If a single process consumes several queues on one channel, QoS behavior can become harder to reason about. Prefer separate channels for meaningfully different workloads. That makes prefetch, monitoring, and failure handling more obvious.

Mixed message sizes are another warning sign. If a queue contains both tiny events and huge payloads, a count-based prefetch does not reflect memory pressure well. Ten small messages and ten large messages are not the same cost. In that situation, split the workload or move large payloads out of RabbitMQ and pass references instead.

Watch unacked per consumer, not only per queue

A queue-level unacked count tells you there is unfinished work, but it may hide skew. One consumer may hold most of the unacked messages while the rest are nearly empty. That often points to high prefetch, uneven message cost, or one unhealthy worker.

Use consumer-level metrics from the management UI, Prometheus, or rabbitmqctl list_consumers during a test. If the distribution is uneven, lowering prefetch or splitting slow message types can improve real latency even when total throughput changes only a little.

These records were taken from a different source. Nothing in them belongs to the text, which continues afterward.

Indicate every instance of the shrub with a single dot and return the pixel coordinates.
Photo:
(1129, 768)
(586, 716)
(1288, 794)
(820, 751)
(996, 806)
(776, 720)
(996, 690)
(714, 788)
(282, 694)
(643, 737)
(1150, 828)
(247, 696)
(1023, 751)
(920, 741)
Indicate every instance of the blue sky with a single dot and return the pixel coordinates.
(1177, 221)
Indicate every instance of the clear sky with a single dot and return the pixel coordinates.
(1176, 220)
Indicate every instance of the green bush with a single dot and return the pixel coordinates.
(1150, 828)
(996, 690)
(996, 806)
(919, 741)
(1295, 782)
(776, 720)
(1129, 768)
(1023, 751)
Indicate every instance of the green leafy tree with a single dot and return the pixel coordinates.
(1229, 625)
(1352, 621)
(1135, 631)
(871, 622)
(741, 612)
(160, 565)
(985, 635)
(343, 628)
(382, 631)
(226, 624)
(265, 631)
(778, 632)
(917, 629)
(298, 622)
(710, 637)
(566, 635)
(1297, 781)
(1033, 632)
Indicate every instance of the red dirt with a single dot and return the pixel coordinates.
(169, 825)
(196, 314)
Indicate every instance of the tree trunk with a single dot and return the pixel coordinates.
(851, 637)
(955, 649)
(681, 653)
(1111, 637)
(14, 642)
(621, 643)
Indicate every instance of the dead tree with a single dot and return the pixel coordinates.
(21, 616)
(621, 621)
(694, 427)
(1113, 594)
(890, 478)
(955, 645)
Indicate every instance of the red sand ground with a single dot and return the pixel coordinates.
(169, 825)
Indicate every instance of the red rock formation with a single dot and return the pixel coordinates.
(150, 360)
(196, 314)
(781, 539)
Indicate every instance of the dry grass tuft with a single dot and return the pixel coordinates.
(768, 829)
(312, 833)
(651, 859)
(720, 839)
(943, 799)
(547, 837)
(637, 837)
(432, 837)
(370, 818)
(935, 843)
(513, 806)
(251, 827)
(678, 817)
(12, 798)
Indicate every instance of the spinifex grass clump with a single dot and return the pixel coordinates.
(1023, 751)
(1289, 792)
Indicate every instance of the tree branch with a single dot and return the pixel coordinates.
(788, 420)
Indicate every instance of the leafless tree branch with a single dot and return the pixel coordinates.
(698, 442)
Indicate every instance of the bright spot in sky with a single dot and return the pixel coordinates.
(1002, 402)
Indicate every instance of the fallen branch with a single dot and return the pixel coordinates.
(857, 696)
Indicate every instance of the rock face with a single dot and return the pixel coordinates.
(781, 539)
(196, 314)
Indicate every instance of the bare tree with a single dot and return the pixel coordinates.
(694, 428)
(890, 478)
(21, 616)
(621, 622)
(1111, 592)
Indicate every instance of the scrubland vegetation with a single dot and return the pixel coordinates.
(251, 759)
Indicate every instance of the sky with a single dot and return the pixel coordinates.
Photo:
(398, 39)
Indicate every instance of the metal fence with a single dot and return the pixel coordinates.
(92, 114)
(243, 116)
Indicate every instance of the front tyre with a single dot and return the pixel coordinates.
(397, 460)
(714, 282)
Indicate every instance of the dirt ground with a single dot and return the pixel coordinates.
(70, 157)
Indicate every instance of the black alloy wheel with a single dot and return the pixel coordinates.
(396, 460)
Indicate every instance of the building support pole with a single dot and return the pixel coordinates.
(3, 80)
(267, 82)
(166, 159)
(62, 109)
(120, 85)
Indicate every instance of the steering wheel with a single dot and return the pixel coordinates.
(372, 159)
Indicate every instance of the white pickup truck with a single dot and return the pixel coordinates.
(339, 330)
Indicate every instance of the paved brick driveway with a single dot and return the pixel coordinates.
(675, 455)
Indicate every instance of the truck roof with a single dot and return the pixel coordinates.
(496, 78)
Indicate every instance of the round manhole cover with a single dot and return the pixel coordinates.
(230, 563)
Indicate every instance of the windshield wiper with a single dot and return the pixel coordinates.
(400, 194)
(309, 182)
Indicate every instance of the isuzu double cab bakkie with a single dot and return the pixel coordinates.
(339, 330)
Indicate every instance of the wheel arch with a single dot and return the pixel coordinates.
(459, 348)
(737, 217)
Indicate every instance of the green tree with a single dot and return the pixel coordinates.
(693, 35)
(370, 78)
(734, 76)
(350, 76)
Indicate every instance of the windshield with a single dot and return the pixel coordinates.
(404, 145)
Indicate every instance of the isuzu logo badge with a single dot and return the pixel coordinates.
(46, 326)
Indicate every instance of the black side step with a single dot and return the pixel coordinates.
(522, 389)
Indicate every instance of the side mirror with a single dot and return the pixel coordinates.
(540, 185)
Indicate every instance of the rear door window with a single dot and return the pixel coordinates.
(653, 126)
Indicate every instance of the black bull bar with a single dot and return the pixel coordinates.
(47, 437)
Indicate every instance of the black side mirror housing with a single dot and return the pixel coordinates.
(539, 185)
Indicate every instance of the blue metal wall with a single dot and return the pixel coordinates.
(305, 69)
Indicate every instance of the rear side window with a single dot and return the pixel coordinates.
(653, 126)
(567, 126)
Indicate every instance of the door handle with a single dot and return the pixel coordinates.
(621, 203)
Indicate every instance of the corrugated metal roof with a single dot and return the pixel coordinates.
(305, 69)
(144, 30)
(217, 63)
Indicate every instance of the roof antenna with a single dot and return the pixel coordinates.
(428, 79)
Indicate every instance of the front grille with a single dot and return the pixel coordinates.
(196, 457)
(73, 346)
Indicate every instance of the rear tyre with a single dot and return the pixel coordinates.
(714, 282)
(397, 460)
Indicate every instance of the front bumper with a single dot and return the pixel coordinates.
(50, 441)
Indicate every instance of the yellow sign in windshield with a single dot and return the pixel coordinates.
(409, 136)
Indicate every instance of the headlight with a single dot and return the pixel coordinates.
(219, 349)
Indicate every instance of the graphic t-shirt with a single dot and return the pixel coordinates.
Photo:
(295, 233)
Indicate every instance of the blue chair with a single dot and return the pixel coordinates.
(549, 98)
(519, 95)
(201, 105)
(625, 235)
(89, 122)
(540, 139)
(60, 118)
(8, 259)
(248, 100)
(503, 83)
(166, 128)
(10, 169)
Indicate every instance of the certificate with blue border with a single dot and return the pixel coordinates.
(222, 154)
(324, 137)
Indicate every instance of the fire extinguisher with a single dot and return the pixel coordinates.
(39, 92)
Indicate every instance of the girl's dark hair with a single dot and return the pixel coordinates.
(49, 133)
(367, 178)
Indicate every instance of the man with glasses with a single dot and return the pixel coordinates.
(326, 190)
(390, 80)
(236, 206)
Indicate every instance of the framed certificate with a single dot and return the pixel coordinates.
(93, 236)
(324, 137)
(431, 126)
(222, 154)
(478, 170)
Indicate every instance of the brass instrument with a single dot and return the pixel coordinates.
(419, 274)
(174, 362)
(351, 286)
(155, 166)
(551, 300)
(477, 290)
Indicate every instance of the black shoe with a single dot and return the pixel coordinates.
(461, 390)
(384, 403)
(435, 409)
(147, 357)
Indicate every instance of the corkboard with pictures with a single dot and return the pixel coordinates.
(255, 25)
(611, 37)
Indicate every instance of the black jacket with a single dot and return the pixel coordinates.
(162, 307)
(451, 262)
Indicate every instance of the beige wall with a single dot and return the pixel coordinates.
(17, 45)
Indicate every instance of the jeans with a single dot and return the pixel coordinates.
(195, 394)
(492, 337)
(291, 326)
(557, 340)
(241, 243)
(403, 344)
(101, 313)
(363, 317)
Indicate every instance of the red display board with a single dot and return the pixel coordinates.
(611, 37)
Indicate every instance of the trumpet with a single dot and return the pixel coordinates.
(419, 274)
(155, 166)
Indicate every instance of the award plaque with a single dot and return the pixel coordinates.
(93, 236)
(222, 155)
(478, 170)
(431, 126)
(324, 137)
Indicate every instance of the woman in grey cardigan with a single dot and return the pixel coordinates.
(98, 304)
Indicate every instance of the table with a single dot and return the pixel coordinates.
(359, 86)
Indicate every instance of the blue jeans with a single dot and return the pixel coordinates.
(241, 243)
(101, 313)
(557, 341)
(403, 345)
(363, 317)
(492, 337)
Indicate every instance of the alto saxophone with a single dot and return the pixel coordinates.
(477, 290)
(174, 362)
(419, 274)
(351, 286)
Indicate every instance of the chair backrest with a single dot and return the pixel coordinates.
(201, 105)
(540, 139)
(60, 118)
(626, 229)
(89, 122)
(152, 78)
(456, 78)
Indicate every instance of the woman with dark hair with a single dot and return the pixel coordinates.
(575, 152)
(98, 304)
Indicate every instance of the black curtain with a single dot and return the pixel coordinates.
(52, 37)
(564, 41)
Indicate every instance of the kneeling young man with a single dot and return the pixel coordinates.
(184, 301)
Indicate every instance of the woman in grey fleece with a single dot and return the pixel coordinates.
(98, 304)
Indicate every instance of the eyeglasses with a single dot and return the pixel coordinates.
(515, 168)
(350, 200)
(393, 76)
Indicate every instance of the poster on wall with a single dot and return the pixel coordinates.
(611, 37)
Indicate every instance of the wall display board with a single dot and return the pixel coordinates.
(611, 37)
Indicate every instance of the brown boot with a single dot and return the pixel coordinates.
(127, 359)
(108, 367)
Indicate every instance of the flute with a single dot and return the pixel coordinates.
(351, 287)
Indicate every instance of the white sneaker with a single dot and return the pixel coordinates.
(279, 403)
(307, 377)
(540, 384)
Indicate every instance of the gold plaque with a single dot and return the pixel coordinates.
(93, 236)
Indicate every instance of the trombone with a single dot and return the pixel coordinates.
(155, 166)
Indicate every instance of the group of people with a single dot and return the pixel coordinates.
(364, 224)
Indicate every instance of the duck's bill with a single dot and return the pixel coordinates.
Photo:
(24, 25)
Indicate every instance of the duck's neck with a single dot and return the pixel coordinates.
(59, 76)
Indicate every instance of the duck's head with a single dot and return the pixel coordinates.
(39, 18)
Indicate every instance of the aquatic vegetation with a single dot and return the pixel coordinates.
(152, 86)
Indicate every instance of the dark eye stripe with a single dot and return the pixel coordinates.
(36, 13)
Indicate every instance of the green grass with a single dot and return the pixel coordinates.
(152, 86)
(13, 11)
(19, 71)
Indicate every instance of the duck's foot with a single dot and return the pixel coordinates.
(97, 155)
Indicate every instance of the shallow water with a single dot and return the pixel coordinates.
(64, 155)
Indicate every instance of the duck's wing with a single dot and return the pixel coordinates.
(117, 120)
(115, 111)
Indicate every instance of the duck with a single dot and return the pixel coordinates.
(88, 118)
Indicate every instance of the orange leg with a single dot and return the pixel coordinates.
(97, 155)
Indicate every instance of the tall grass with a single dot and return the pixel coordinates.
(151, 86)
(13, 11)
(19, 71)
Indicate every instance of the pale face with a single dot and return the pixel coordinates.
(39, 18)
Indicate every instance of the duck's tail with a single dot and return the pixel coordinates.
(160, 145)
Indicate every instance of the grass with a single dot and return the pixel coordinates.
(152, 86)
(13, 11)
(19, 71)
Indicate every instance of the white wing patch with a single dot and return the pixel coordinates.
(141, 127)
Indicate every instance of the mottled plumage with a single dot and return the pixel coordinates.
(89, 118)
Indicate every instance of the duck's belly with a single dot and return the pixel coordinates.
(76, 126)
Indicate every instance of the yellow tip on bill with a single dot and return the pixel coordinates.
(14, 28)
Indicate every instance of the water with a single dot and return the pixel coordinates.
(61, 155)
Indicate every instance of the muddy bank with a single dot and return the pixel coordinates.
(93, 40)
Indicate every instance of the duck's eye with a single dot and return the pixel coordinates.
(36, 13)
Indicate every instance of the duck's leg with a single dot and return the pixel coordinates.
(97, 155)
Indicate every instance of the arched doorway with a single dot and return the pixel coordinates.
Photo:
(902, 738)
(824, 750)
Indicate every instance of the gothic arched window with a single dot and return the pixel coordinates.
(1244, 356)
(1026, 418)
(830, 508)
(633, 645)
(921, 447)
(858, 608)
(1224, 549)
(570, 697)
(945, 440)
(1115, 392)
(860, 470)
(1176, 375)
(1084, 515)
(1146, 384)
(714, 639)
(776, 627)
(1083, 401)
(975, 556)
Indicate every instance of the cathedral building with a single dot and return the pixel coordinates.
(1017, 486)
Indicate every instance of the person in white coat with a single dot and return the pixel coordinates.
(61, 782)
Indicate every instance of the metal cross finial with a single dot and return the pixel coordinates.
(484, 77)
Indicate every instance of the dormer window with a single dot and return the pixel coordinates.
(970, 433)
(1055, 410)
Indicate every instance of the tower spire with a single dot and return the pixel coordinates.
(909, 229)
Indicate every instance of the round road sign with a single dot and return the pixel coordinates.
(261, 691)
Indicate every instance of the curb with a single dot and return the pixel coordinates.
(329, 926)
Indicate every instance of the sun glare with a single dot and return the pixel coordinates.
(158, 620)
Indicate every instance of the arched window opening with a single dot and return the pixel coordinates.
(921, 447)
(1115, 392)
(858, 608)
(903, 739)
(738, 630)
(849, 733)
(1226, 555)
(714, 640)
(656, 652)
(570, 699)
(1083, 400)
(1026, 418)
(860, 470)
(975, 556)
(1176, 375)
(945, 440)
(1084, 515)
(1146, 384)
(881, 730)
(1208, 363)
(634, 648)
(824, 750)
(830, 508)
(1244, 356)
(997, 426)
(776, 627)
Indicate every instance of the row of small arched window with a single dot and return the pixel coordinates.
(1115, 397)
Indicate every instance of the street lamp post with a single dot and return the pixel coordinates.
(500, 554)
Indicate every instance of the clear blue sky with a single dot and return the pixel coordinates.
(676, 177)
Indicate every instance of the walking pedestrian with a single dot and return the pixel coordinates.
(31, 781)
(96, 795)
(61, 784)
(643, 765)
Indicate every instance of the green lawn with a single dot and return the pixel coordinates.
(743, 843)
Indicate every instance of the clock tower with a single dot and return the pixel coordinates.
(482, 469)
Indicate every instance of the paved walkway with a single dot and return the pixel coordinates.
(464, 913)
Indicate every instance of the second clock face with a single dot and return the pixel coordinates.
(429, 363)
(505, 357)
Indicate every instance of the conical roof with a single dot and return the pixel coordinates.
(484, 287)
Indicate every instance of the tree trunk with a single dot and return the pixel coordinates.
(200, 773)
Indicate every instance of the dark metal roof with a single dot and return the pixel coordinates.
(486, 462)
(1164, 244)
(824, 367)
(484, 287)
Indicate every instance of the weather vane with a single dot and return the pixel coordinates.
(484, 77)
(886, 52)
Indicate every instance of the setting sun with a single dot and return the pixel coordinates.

Revisit prefetch after deployments

Prefetch values age. A value that worked when a handler only wrote one database row may be wrong after the next release adds an API call, extra validation, or a larger payload. Treat prefetch as part of performance configuration, not a number you set once and forget.

After a consumer release, compare processing latency, unacked counts, redeliveries, and consumer memory with the previous version. If latency rises but CPU is not saturated, the handler may be waiting on something external and a lower prefetch may keep the system fairer. If CPU is high and each message is CPU-bound, adding workers or reducing per-message work may matter more than changing prefetch.

Document the reason for the chosen value near the consumer configuration. Future maintainers should know whether prefetch_count=5 was chosen for fairness, memory, ordering, downstream rate limits, or just as a temporary default.

Test with real message shapes

Do not tune prefetch with tiny fake messages if production messages are large JSON payloads or include expensive database lookups. Message size and handler cost matter.

A useful test loop is:

  1. Pick a prefetch value.
  2. Run a realistic publish rate for long enough to see steady behavior.
  3. Watch messages_ready, messages_unacknowledged, consumer CPU, consumer memory, processing latency, and error rate.
  4. Kill one consumer and see how many messages redeliver.
  5. Increase or decrease prefetch and repeat.

The best value is rarely the one with the highest short benchmark throughput. It is the value that keeps consumers busy, keeps latency acceptable, and fails in a way your system can handle.

A practical default

If you have no data yet, start with manual acknowledgements and prefetch_count=10 for ordinary work queues. Use 1 for slow, expensive, or strictly fair processing. Try 20 or 50 for fast, stable handlers after measuring. Go higher only when metrics show that delivery round trips are the bottleneck and consumers have memory headroom.

RabbitMQ prefetch tuning is not a one-time setup. Revisit it when message size changes, consumer code changes, downstream dependencies change, or you add more worker instances. The right prefetch value is the one that matches the current shape of the work.